OK, this is where the blog gets technical.
Day 4 (Tuesday) started with fried eggs, cornbread pancakes and Turkish coffee, followed by the departure of the tower crew. We were all disappointed that they could not stay for the full week. Hopefully, they will next year. After we said our goodbyes and Martin's SUV disappeared into the dust, we turned our attention back the the BTS units.
When we first turned on the system at full power, we got flooded with location updating (GSM registration) requests. We had expected this. We had seen it the year before. We had heard about it from network engineers from big carriers. I had seen it in IMSI catchers. We expected it would die down after a couple of hours, too, but there we were wrong. Now what?

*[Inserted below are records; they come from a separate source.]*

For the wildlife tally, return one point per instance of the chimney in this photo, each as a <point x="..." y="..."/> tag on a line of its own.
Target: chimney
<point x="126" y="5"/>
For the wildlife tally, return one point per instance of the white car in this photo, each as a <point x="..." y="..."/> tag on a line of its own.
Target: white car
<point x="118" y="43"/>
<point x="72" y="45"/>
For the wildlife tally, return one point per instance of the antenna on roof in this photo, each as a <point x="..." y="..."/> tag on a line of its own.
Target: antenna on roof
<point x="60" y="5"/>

We had to determine the cause of the excessive load, we had to slow it down, and we had to make whatever changes we could to allow the system to serve provisioned test users even in the face of this load.
Over the next two days of experiments and analysis, we found multiple causes for the excessive registration load.
- We were using the "IMSI attach" protocol, meaning that any time a phone slipped out and service and came back it would attempt to register again. That's great for keeping up-to-date presence information in small networks, but it was a disaster in a large network with spotty coverage along the edges.
- We were trying to do RRLP queries during each registration. RRLP is the protocol used to communicate with the GPS receivers inside most US handsets. We had hoped to make maps of coverage in real time and Alon had put a lot of work into that. But without GPS assistance data the useful RRLP response rate was less than 1% and a lot of the requests were timing out, causing phones to spend more time on the radio channel and exacerbating the loading problem.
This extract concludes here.